The U.S. does not have a comparable data protection framework to GDPR. While the incoming EU framework substantially strengthens penalties for data protection violations, making the move a pretty logical one for Facebook’s lawyers thinking about how it can shrink its GDPR liabilities.
Reuters says Facebook confirmed the impending update to the T&Cs of non-EU international users, though the company played down the significance — repeating its claim that it will be making the same privacy “controls and settings” available everywhere. (Though, as experts have pointed out, this does not mean the same GDPR principles will be applied by Facebook everywhere.)
Critics have couched the T&Cs shift as regressive — arguing it’s a reduction in the level of privacy protection that would otherwise have applied for international users, thanks to GDPR. Although whether these EU privacy rights would really have been enforceable for non-Europeans is questionable.
At the time of writing Facebook had not responded to a request for comment on the change. Update: It’s now sent us the following statement — attributed to deputy chief global privacy officer, Stephen Deadman: “The GDPR and EU consumer law set out specific rules for terms and data policies which we have incorporated for EU users. We have been clear that we are offering everyone who uses Facebook the same privacy protections, controls and settings, no matter where they live. These updates do not change that.”
The company’s generally argument is that the EU law takes a prescriptive approach — which can make certain elements irrelevant for international users outside the bloc. It also claims it’s working on being more responsive to regional norms and local frameworks. (Which will presumably be music to the New Zealand privacy commissioner‘s ears, for one…)
According to Reuters the T&Cs shift will affect more than 70 per cent of Facebook’s 2BN+ users.
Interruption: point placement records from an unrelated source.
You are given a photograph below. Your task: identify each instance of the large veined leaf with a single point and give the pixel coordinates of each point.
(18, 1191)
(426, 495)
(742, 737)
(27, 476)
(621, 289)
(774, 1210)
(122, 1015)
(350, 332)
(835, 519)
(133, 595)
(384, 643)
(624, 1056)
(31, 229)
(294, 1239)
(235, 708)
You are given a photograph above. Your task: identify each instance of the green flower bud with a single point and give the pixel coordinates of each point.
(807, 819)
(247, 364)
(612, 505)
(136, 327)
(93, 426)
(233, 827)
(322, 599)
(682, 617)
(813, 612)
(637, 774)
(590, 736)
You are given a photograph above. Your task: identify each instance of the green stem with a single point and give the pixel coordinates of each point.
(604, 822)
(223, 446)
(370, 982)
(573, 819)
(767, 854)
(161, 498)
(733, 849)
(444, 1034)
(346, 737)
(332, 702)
As of December, Facebook had 239M users in the US and Canada; 370M in Europe; and 1.52BN users elsewhere.
The news agency also reports that Microsoft-owned LinkedIn is one of several other multinational companies planning to make the same data processing shift for international users — with LinkedIn’s new terms set to take effect on May 8, moving non-Europeans to contracts with the U.S.-based LinkedIn Corp.
In a statement to Reuters about the change LinkedIn also played it down, saying: “We’ve simply streamlined the contract location to ensure all members understand the LinkedIn entity responsible for their personal data.”
One interesting question is whether these sorts of data processing shifts could encourage regulators in international regions outside the EU to push for a similarly extraterritorial scope for their local privacy laws — or face their citizens’ data falling between the jurisdiction cracks via processing arrangements designed to shrink companies’ legal liabilities.
Another interesting question is how Facebook (or any other multinationals making the same shift) can be entirely sure it’s not risking violating any of its EU users’ fundamental rights — i.e. if it accidentally misclassifies an individual as an non-EU international users and processes their data via Facebook USA.
Keeping data processing processes properly segmented can be difficult. As can definitively identifying a user’s legal jurisdiction based on their location (if that’s even available). So while Facebook’s contract change for international users looks largely intended to shrink its legal liabilities under GDPR, it’s possible the change will open up another front for individuals to pursue strategic litigation in the coming months.